Review the OpenShift documentation to understand what minimum firmware versions are required for HP and Dell hardware based clusters to be deployed via Redfish virtual media.
In some cases the Dell iDRAC might need to be reset per host. This can be done with the following command:
sshpass -p "password" ssh -o StrictHostKeyChecking=no [email protected] "racadm racreset"
Substitute the user/password/hostname to perform the reset on a desired host. Note it will take a few minutes before the BMC will become available again.
Caution
A Factory reset is not the same as a BMC reset or iDRAC reboot.
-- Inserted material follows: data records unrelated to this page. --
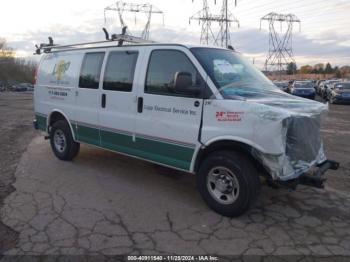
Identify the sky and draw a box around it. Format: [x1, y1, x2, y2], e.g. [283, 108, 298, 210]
[0, 0, 350, 67]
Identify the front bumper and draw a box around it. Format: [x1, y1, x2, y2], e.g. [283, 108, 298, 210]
[333, 96, 350, 103]
[298, 160, 339, 188]
[268, 160, 339, 189]
[293, 93, 316, 99]
[33, 119, 39, 130]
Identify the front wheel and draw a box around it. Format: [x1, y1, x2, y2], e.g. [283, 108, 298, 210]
[197, 151, 260, 217]
[50, 120, 80, 161]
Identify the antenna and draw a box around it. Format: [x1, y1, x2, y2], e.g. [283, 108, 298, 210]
[190, 0, 239, 48]
[104, 1, 164, 40]
[260, 12, 301, 77]
[34, 27, 155, 55]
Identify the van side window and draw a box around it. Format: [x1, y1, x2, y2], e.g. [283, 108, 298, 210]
[103, 51, 138, 92]
[79, 52, 105, 89]
[145, 50, 203, 96]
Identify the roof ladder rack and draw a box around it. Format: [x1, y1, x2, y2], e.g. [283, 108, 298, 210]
[34, 27, 155, 55]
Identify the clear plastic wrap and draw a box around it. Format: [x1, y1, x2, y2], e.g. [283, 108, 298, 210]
[251, 92, 328, 180]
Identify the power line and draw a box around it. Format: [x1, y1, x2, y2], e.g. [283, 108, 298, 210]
[260, 12, 300, 75]
[104, 0, 164, 40]
[189, 0, 239, 47]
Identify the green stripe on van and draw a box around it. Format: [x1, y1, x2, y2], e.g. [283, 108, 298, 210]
[35, 114, 47, 131]
[35, 114, 194, 170]
[78, 125, 194, 170]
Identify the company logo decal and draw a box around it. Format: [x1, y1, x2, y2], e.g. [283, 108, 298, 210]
[52, 60, 70, 81]
[215, 111, 244, 122]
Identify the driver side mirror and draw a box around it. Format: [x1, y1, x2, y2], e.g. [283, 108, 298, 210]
[174, 72, 201, 96]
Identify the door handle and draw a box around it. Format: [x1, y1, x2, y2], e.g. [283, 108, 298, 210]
[101, 94, 106, 108]
[137, 97, 143, 113]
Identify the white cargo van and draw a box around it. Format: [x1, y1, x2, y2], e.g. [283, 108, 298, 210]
[34, 33, 338, 216]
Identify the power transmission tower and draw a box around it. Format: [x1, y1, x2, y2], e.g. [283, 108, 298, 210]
[260, 12, 301, 76]
[104, 1, 164, 40]
[190, 0, 239, 47]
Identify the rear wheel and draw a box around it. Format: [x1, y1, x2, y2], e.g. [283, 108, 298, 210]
[50, 120, 80, 161]
[197, 151, 260, 217]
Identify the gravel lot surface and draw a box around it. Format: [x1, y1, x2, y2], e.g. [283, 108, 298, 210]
[0, 93, 350, 255]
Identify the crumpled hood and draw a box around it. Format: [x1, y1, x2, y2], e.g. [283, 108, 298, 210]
[246, 90, 328, 180]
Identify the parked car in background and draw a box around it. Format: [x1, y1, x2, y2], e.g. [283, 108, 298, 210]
[328, 82, 350, 104]
[315, 80, 325, 95]
[273, 81, 289, 92]
[10, 83, 34, 92]
[320, 79, 342, 99]
[290, 81, 316, 99]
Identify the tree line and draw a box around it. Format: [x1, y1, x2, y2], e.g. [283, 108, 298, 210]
[0, 38, 37, 86]
[286, 62, 350, 78]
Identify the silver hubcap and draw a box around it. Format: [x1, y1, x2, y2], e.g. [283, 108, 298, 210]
[207, 167, 239, 205]
[53, 129, 67, 153]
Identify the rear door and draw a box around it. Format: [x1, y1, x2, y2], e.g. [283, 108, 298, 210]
[136, 47, 205, 170]
[74, 52, 105, 146]
[99, 50, 140, 155]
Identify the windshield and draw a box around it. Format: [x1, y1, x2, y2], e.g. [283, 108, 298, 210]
[191, 48, 283, 98]
[294, 82, 314, 88]
[334, 83, 350, 90]
[274, 82, 288, 87]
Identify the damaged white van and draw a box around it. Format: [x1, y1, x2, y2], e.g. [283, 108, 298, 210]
[34, 35, 338, 217]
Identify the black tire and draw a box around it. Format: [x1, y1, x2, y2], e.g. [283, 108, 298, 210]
[197, 151, 260, 217]
[50, 120, 80, 161]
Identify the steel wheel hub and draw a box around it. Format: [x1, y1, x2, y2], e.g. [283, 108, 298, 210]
[53, 129, 67, 153]
[207, 167, 239, 205]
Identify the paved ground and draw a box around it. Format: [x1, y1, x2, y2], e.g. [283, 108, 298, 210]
[0, 92, 34, 254]
[0, 92, 350, 255]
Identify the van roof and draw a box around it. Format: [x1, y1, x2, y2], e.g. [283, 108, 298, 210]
[34, 27, 234, 55]
[47, 43, 232, 53]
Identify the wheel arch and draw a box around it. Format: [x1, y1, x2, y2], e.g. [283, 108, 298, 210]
[193, 138, 270, 177]
[47, 109, 76, 141]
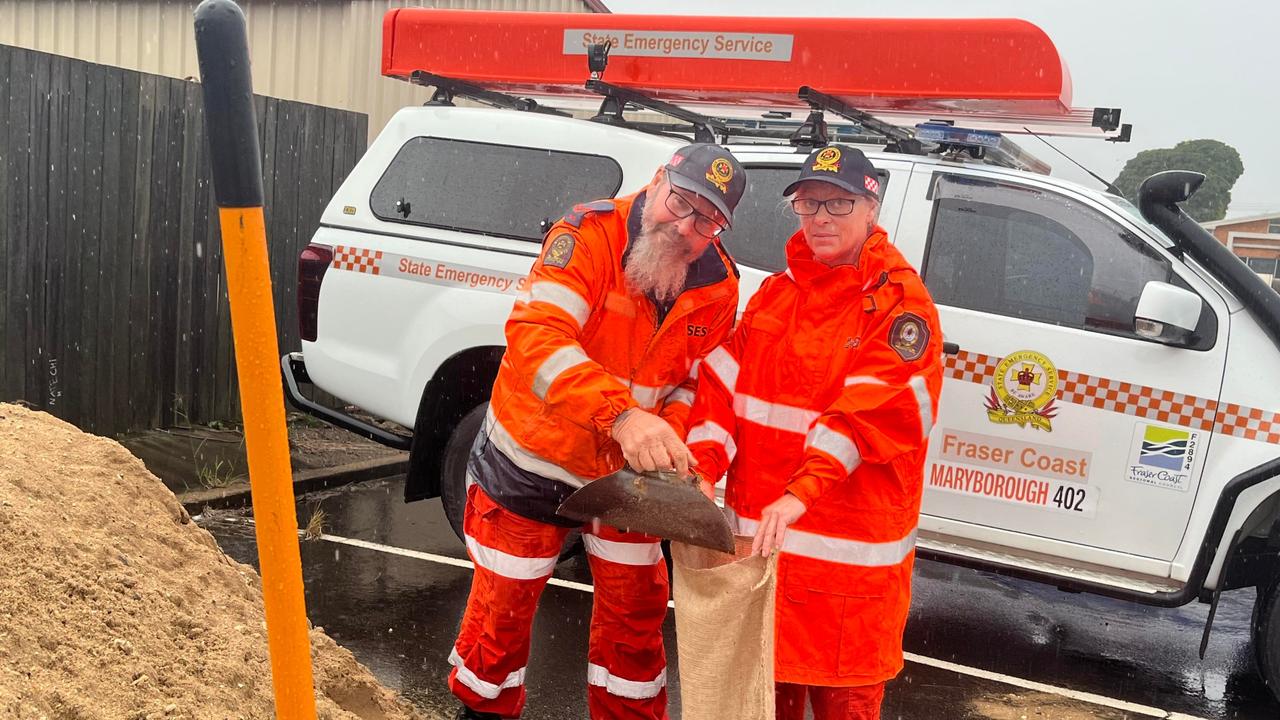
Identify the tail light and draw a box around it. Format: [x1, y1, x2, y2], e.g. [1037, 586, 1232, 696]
[298, 242, 333, 342]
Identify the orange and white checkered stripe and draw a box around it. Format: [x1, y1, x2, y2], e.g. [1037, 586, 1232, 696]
[946, 352, 1280, 445]
[333, 245, 383, 275]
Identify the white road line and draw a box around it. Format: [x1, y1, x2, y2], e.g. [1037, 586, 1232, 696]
[207, 520, 1204, 720]
[902, 652, 1202, 720]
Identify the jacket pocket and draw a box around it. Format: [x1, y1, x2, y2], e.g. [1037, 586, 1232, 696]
[783, 557, 906, 682]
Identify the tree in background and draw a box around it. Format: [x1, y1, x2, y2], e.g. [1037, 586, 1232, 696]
[1115, 140, 1244, 223]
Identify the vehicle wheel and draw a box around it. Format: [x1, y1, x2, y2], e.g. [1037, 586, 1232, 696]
[1253, 578, 1280, 700]
[440, 402, 582, 560]
[440, 402, 489, 539]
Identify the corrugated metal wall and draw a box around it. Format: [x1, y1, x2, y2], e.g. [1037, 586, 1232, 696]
[0, 0, 588, 137]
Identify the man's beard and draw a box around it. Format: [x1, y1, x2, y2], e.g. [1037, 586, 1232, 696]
[625, 215, 694, 302]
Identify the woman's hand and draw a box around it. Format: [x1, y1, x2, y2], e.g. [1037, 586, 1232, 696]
[751, 492, 808, 557]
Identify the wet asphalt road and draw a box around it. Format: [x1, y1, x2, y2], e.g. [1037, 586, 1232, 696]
[202, 479, 1280, 720]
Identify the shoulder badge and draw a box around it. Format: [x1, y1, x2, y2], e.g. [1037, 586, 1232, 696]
[563, 200, 613, 228]
[543, 233, 575, 268]
[888, 313, 929, 363]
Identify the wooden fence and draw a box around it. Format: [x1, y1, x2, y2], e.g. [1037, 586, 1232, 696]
[0, 46, 369, 434]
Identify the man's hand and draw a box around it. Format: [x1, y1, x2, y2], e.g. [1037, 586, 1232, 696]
[611, 407, 694, 475]
[698, 475, 716, 502]
[751, 492, 808, 557]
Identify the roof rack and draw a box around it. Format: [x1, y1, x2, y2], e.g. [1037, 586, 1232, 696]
[586, 77, 730, 142]
[408, 70, 573, 118]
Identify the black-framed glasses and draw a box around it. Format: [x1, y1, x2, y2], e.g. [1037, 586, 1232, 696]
[666, 181, 724, 240]
[791, 197, 855, 217]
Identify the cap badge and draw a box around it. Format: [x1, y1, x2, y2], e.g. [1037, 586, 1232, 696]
[813, 147, 840, 173]
[707, 158, 733, 193]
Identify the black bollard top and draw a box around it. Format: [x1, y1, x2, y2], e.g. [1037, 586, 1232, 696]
[196, 0, 262, 208]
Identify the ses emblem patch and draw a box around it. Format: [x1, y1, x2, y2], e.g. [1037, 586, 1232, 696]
[543, 233, 575, 268]
[888, 313, 929, 363]
[987, 350, 1057, 432]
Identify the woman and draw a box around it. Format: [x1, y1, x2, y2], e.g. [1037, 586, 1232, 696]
[689, 145, 942, 720]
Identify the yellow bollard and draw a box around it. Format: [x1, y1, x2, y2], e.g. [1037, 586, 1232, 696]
[196, 0, 316, 720]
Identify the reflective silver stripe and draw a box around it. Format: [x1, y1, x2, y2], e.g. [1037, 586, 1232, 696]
[733, 395, 822, 434]
[449, 647, 527, 700]
[582, 533, 662, 565]
[804, 423, 863, 474]
[686, 420, 737, 462]
[534, 343, 591, 400]
[613, 375, 676, 410]
[463, 536, 559, 580]
[911, 375, 933, 438]
[724, 507, 915, 568]
[707, 345, 739, 392]
[525, 281, 591, 328]
[667, 387, 694, 405]
[586, 662, 667, 700]
[484, 406, 588, 487]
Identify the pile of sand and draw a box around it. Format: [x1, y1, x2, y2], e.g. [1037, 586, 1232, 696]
[0, 404, 430, 720]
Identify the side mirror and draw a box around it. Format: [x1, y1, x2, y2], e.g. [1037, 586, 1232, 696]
[1133, 281, 1204, 345]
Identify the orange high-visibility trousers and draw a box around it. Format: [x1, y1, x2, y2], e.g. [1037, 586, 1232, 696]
[449, 484, 671, 720]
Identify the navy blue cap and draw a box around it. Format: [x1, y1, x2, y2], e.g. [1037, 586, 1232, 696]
[782, 145, 879, 200]
[667, 142, 746, 225]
Do not factory reset your machines.
There have been cases where specific versions of iDrac produce an error message resembling:
TASK [boot-iso : DELL - Insert Virtual Media] *********************************************************************************************************************************************************************
Tuesday 21 January 2025 00:34:48 +0000 (0:00:00.024) 0:04:10.771 *******
fatal: [example.com]: FAILED! => {"changed": false, "msg": "HTTP Error 400 on POST request to 'https://example.com/redfish/v1/Managers/iDRAC.Embedded.1/VirtualMedia/CD/Actions/VirtualMedia.InsertMedia', extended message: 'Unable to locate the ISO or IMG image file or folder in the network share location because the file or folder path or the user credentials entered are incorrect.'"}
In this case the iDrac firmware was the incorrect version. Working version of firmware
has been 7.10.30.00
where as the above error message was produced with versions
7.10.70.10
and 7.10.50.10
.
Firmware can be checked across many machines by scripting cli commands such as:
echo -n "mgmt-computer.example.com: "; sshpass -p "password" ssh -o StrictHostKeyChecking=no [email protected] "racadm getversion" | grep iDRAC
In other cases, the Dell iDRAC is unable to mount Virtual Media due to the Virtual Console Plug-in Type being set as eHTML5 instead of HTML5. To change this, navigate to Configuration -> Virtual Console -> Plug-in Type and select HTML5 instead of eHTML5.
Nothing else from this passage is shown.